Average fixed mortgage rates made their largest one-week gain so far this year, bringing them to their highest level since the week ending May 1, according to Freddie Mac's recently released Primary Mortgage Market Survey® (PMMS®) results.
According to the results, the 30-year fixed-rate mortgage (FRM) averaged 4.23 percent with an average 0.5 point for the week ending September 18, 2014, up from the previous week when it averaged 4.12 percent.
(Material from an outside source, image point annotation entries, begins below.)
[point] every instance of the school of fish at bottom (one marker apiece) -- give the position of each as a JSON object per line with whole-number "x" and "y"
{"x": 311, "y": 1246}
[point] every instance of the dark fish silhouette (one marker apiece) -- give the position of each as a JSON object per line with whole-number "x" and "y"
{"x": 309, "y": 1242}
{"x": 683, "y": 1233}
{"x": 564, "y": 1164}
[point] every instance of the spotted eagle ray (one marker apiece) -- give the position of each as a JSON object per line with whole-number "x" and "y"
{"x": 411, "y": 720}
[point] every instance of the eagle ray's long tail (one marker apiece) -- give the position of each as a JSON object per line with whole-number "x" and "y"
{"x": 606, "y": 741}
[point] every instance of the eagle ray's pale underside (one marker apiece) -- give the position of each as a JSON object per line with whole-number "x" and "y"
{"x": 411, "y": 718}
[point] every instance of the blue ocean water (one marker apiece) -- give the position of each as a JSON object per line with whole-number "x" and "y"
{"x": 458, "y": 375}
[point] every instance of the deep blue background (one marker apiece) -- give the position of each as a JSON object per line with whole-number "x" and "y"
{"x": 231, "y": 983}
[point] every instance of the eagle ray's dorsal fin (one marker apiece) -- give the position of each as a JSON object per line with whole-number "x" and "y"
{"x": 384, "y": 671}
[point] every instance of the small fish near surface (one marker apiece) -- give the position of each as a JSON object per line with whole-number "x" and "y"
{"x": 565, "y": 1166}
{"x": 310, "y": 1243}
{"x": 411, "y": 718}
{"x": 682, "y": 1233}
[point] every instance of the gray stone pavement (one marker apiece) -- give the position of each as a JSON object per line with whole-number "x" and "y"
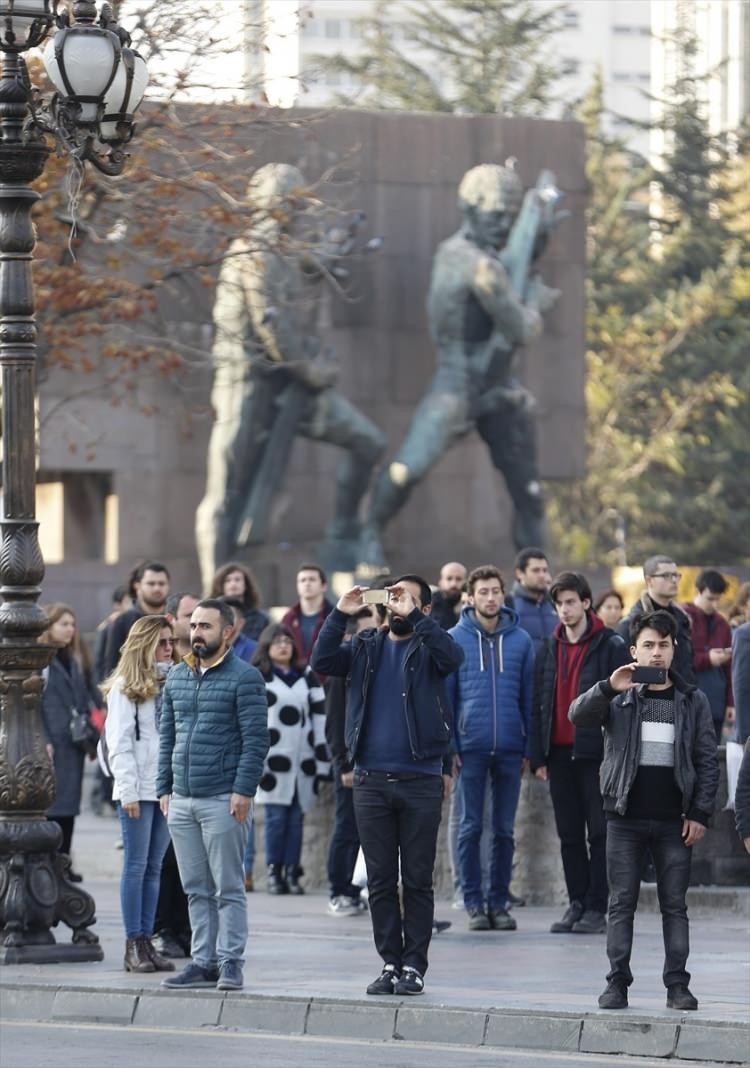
{"x": 306, "y": 973}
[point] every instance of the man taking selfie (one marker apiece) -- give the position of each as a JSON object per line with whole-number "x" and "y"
{"x": 659, "y": 776}
{"x": 397, "y": 732}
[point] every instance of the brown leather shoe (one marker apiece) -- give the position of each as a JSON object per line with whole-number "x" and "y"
{"x": 160, "y": 963}
{"x": 136, "y": 957}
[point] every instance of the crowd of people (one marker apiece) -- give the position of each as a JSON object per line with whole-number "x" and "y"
{"x": 404, "y": 695}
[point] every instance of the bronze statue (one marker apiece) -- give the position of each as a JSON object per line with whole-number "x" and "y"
{"x": 272, "y": 378}
{"x": 484, "y": 302}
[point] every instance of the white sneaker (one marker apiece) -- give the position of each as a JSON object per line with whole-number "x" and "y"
{"x": 343, "y": 906}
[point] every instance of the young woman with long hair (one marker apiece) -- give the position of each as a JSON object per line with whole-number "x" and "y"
{"x": 64, "y": 690}
{"x": 134, "y": 701}
{"x": 297, "y": 753}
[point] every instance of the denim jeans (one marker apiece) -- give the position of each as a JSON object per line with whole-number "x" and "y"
{"x": 400, "y": 818}
{"x": 574, "y": 787}
{"x": 144, "y": 841}
{"x": 344, "y": 845}
{"x": 504, "y": 772}
{"x": 283, "y": 834}
{"x": 627, "y": 843}
{"x": 454, "y": 818}
{"x": 209, "y": 846}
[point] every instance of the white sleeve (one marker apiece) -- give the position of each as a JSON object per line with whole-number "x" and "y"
{"x": 120, "y": 728}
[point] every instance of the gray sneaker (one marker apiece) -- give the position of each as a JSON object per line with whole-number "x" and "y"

A year ago at this time, the 30-year FRM averaged 4.50 percent.
"Fixed-rate mortgage rates rose this week following the increase in 10-year Treasury yields being partially fueled by market speculation the Federal Reserve might change its interest rate guidance,” says Frank Nothaft, vice president and chief economist, Freddie Mac. “Meanwhile, the Labor Department reported that its Consumer Price Index declined 0.2 percent in August reflecting declines in energy prices. Excluding food and energy, the CPI was unchanged."
The 15-year FRM this week averaged 3.37 percent with an average 0.5 point, up from the week prior when it averaged 3.26 percent. A year ago at this time, the 15-year FRM averaged 3.54 percent.
Additionally, the 5-year Treasury-indexed hybrid adjustable-rate mortgage (ARM) averaged 3.06 percent with an average 0.5 point, up from last week when it averaged 2.99 percent. A year ago, the 5-year ARM averaged 3.11 percent.
The 1-year Treasury-indexed ARM averaged 2.43 percent with an average 0.4 point, down from last week when it averaged 2.45 percent. At this time last year, the 1-year ARM averaged 2.65 percent.